TO WHOM IT MAY CONCERN

TO WHOM IT MAY CONCERN

WHEREAS the recommendations of the GRAHAM BADMAN REVIEW OF ELECTIVE HOME EDUCATION have been accepted in full by the Secretary of State.

AND that these grossly disproportionate recommendations hold serious implications for the civil liberties of parents, children and families in this country.

AND that these recommendations place primary responsibility for assessing the suitability of education and the welfare of the child on the state, rather than the parent – with no prior evidence that either is unsatisfactory prior to this grossly intrusive intervention.

AND that the recommendations of the review assumes that the home is an inherently unsafe or unhealthy place for the child to be.

AND that these recommendations undermine the role of the parent and trample over family freedoms in its haste to set parent and child up against each other, bestowing additional and selective “rights” on home educated children that only the government can adequately minister to.

AND that these recommendations destroy the very possibility of true autonomy in learning.

AND that these recommendations operate from a position of requiring proof of parental innocence rather than reasonable suspicion of guilt.

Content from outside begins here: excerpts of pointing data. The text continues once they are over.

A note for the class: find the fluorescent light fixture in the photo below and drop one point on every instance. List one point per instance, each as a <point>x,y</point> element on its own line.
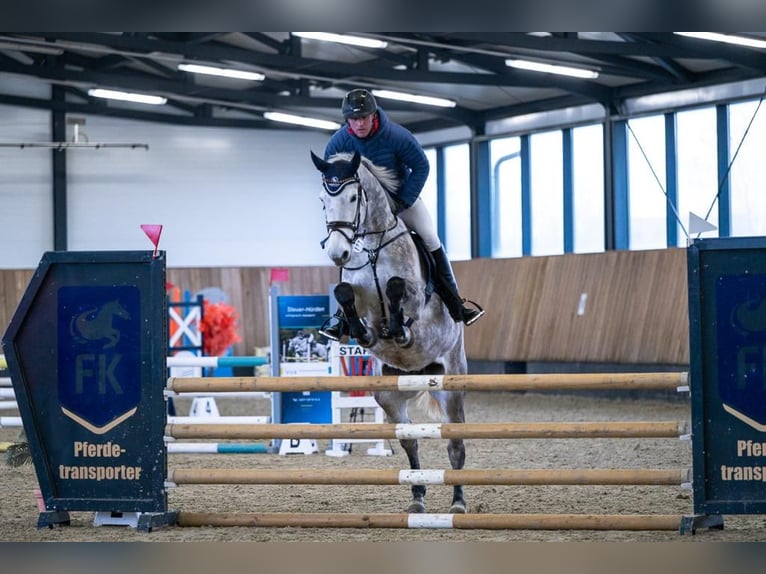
<point>427,100</point>
<point>551,69</point>
<point>728,38</point>
<point>301,121</point>
<point>342,39</point>
<point>224,72</point>
<point>127,96</point>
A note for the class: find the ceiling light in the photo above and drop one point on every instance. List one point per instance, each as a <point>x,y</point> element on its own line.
<point>224,72</point>
<point>551,69</point>
<point>301,121</point>
<point>427,100</point>
<point>127,96</point>
<point>728,38</point>
<point>342,39</point>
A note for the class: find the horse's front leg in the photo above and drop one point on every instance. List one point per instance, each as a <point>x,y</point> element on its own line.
<point>395,406</point>
<point>344,294</point>
<point>456,446</point>
<point>395,291</point>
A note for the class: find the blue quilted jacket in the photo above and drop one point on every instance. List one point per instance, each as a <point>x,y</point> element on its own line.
<point>392,146</point>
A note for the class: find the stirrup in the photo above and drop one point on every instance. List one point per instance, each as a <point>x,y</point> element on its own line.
<point>470,316</point>
<point>333,332</point>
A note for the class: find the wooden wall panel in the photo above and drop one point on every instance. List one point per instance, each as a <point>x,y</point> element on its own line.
<point>636,310</point>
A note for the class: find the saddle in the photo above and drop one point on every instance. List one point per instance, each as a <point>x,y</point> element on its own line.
<point>428,264</point>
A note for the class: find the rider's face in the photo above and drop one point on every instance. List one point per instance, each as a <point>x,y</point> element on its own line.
<point>361,126</point>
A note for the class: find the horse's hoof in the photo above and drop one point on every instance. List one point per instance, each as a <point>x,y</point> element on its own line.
<point>406,340</point>
<point>416,508</point>
<point>457,508</point>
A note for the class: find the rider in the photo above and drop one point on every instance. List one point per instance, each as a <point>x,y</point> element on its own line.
<point>369,131</point>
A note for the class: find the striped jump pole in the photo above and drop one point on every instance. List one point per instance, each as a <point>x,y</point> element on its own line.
<point>240,361</point>
<point>217,448</point>
<point>221,420</point>
<point>677,381</point>
<point>645,429</point>
<point>447,521</point>
<point>502,477</point>
<point>10,422</point>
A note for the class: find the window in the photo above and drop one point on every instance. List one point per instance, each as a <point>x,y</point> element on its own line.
<point>748,172</point>
<point>646,176</point>
<point>547,193</point>
<point>697,171</point>
<point>506,197</point>
<point>429,194</point>
<point>457,201</point>
<point>588,189</point>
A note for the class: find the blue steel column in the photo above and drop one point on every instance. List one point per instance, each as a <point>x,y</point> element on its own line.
<point>526,196</point>
<point>672,217</point>
<point>568,189</point>
<point>724,153</point>
<point>617,234</point>
<point>441,197</point>
<point>481,202</point>
<point>58,131</point>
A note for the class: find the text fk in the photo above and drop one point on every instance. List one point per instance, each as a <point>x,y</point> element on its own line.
<point>93,370</point>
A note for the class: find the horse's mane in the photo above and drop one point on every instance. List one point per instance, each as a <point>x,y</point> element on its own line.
<point>371,174</point>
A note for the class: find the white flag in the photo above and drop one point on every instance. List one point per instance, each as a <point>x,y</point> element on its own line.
<point>699,225</point>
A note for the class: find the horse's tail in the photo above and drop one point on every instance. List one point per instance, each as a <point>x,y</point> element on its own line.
<point>427,403</point>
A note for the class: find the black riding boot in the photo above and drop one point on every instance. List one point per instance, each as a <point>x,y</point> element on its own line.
<point>449,292</point>
<point>338,329</point>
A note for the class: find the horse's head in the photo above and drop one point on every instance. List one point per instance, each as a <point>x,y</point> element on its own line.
<point>343,200</point>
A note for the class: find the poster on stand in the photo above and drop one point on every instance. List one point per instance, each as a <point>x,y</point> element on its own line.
<point>304,352</point>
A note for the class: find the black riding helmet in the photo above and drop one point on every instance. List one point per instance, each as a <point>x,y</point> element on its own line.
<point>358,103</point>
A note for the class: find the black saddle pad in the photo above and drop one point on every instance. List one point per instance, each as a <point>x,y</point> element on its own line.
<point>427,264</point>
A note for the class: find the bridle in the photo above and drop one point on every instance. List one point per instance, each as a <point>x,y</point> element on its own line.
<point>333,187</point>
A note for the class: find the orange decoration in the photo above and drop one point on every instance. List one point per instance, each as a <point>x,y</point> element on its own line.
<point>218,327</point>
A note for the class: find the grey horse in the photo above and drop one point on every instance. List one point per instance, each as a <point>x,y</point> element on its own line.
<point>387,301</point>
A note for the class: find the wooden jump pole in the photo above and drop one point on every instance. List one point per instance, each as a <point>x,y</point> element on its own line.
<point>633,429</point>
<point>511,382</point>
<point>455,521</point>
<point>527,477</point>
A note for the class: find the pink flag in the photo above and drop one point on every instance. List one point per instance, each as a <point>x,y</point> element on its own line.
<point>153,232</point>
<point>279,274</point>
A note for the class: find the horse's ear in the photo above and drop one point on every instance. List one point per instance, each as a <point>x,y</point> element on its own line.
<point>320,164</point>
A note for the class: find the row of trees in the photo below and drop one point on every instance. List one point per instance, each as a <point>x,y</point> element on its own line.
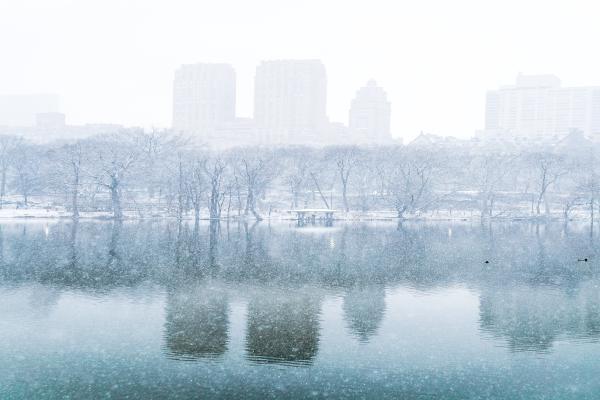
<point>160,173</point>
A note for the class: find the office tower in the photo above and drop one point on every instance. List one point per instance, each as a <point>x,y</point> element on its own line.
<point>290,100</point>
<point>203,97</point>
<point>537,109</point>
<point>369,117</point>
<point>21,110</point>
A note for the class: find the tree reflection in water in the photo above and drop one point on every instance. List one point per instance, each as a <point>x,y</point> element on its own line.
<point>283,327</point>
<point>197,322</point>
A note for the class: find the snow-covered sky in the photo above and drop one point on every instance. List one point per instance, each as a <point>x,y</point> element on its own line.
<point>113,60</point>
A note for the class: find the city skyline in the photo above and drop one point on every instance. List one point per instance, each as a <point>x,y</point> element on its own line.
<point>433,58</point>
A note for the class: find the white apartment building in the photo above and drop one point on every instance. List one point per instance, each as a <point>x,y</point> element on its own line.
<point>538,110</point>
<point>203,97</point>
<point>369,116</point>
<point>290,100</point>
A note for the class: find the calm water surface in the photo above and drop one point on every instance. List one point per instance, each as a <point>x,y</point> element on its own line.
<point>375,311</point>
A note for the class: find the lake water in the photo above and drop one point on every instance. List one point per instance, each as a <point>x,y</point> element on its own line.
<point>375,311</point>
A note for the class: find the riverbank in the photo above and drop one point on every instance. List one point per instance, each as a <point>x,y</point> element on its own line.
<point>285,215</point>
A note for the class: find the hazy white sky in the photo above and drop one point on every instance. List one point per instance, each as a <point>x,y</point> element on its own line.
<point>113,60</point>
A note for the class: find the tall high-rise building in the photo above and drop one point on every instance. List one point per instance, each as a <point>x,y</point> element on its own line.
<point>290,99</point>
<point>538,109</point>
<point>203,97</point>
<point>369,117</point>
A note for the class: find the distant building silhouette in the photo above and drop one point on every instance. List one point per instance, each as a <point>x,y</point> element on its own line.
<point>21,110</point>
<point>290,100</point>
<point>50,121</point>
<point>538,110</point>
<point>369,119</point>
<point>203,97</point>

AND that these recommendations discriminatorily use the coercive and interventionist tools of parental licensing, warrantless entry to the home, inspection according to arbitrary external standards, and an unconscionable new power to interrogate the child without the parents present.

AND that the outcome of these recommendations will be horribly discriminatory to a minority community, the measures eventually having to apply to anyone who has their child at home with them: parents with under 5s, those whose children attend private school, and also those with school-aged children who are at home in the evenings, over the weekends, and throughout the summer holidays.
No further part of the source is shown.